Yahoo Finance's Alexandra Canal reports the breaking details.

For more expert insight and the latest market action, click here to watch this full episode of Yahoo Finance Live.

Editor's note: This article was written by Stephanie Mikulich

Video Transcript

- We have breaking news from the streaming world. According to the "Wall Street Journal," Paramount and Comcast are in talks to join forces in a new streaming venture, adding to the trend of consolidation in the sector. We have our very own Alexandra Canal here with the latest. So these two streaming apps potentially under one roof, what do we know?

ALEXANDRA CANAL: Yes. So this is a report from the "Wall Street Journal." I reached out to both companies for comment. They have not gotten back to me at this point, but Paramount, it hosts a decent amount of content. We have the "Taylor Sheridan Universe." We have "Star Trek." And you can also simultaneously watch NFL games that are on CBS on Paramount Plus.

Then if you take a look at Peacock, they have shows like "The Office." They also have a big live sports presence with soccer and football. So you think that the combination of this would leverage the opportunity for both of these companies to just have more content under their roof in addition to more live sports. And live sports has really been viewed as the last frontier of the streaming wars.

This comes on the heels of that joint venture announcement between ESPN, Warner Brothers, Discovery, and Fox. And when this first broke, initially, I thought, OK so this is in response to that. It seems like to me because at the end of the day, there's a lot of debt for these companies, especially when it comes to their streaming ambitions. This could be a way to help with cost savings, but at the same time, Paramount is one of those companies that has been floated around as a potential acquisition target.

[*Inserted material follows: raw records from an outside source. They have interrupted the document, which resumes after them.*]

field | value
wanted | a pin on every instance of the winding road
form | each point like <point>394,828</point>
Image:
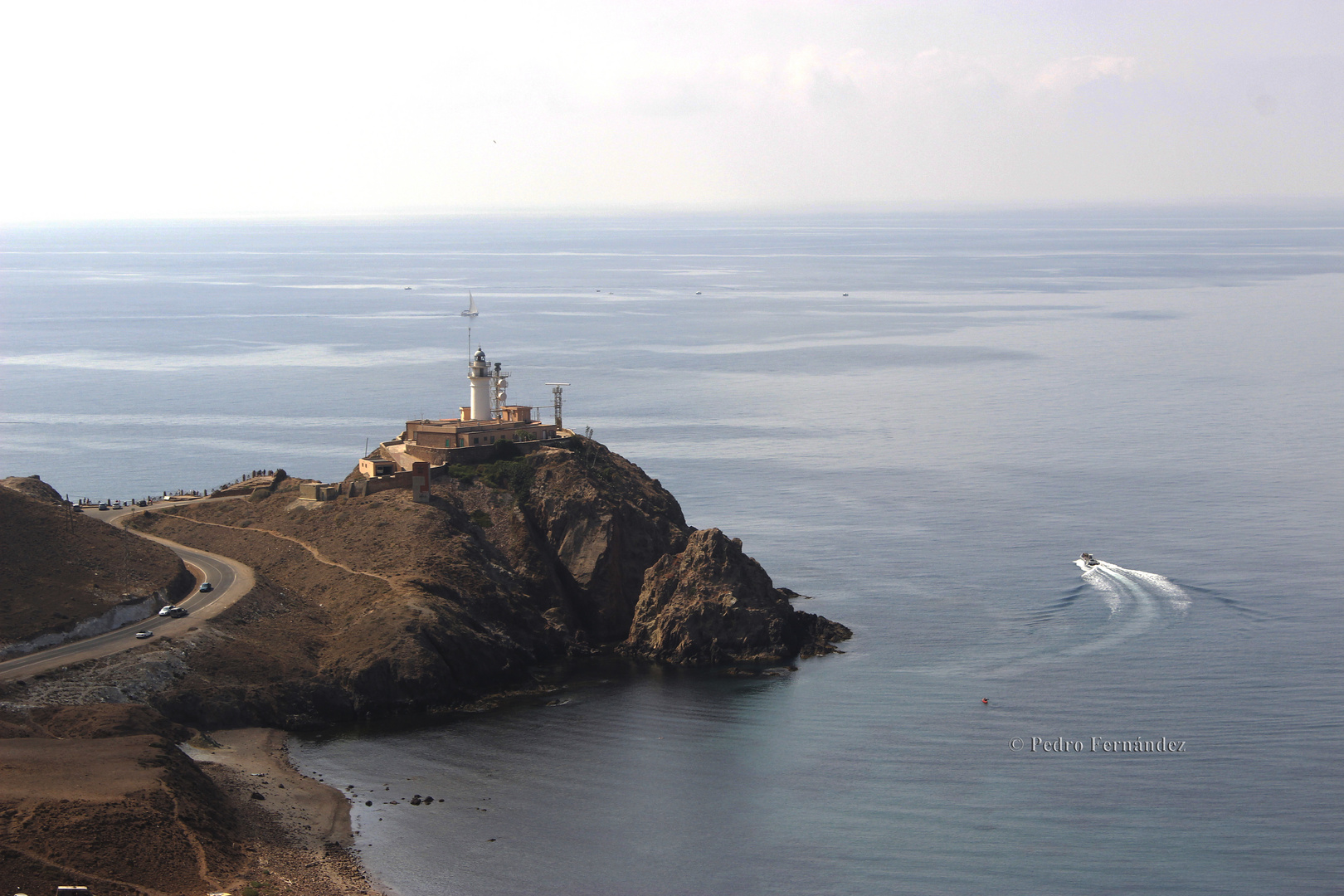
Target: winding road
<point>229,578</point>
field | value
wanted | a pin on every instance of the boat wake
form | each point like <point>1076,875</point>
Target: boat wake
<point>1135,599</point>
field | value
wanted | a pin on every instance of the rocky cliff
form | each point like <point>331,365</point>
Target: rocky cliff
<point>711,603</point>
<point>375,605</point>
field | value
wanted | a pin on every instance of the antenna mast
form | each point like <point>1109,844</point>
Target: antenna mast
<point>558,392</point>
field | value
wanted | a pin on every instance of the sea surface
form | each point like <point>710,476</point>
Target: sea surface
<point>918,419</point>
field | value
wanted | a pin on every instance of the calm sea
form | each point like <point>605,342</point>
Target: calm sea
<point>919,419</point>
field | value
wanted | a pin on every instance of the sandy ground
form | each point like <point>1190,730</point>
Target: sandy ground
<point>297,839</point>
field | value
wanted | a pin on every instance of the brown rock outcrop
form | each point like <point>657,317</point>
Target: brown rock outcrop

We've heard Byron Allen has made a bid. Reportedly our parent company Apollo Global is interested, Skydance Media. So there's a lot of interest in Paramount as a company for its assets, for its film business, and even for Paramount Plus.

So if you were to combine Peacock with Paramount Plus, I wonder how that could shake up the M&A landscape as well? But we're seeing both of those stocks down right now. The broader market is lower as well, but just interesting to see even more consolidation in the space. And it seems like once again the big driver of this is sports.

- Well, you mentioned that the market reaction is a little muted. And it is a down day so far, but I'm curious whether or not this is an indication that the Street is maybe not thrilled about this news, or do you think that it's more just a wait and see if we have more information moving forward? It looks like, again, all of the names that we've been talking about are down today, but 1.8% on relatively good volume for Paramount in the red makes me think that there's something bigger here.

ALEXANDRA CANAL: I think there's a wait and see, but I also-- you have to remember, a lot of these companies are legacy media companies, right. So if you focus more energy on sports, you create these joint ventures. And the emphasis is, OK, we want to drive people to watch sports on our streaming platforms, not on linear. That is risky because at the end of the day linear is still profitable, right.

It's declining massively within cord cutting, but it's also what's powering a lot of the streaming business. So I think when you have a company like Paramount that has a lot of linear network exposure and they want to drive more people to streaming, that's automatically a red flag to investors. Well, what does that mean for their bottom line moving forward? So I think that's one thing.

Another question mark is, what is all this going to cost the consumer, right? We don't know what the ESPN, Warner Brothers, Discovery, Fox, joint venture is going to cost. If we see a combo here, is that going to be an increase in cost?

What does that mean for average revenue per user or ARPU, which is a big profitability metric? So still a lot of unknowns here that I think, investors, they want some clarity on, but 2024 is the year I think that we're going to see some dealmaking in this space or at least set us up for some serious moves in 2025. And clearly, these reports are just the start of that. A great beat for you, Ali.

- A lot going on, always busy.

- A busy day. And, of course, those lucrative sports ad dollars and licensing.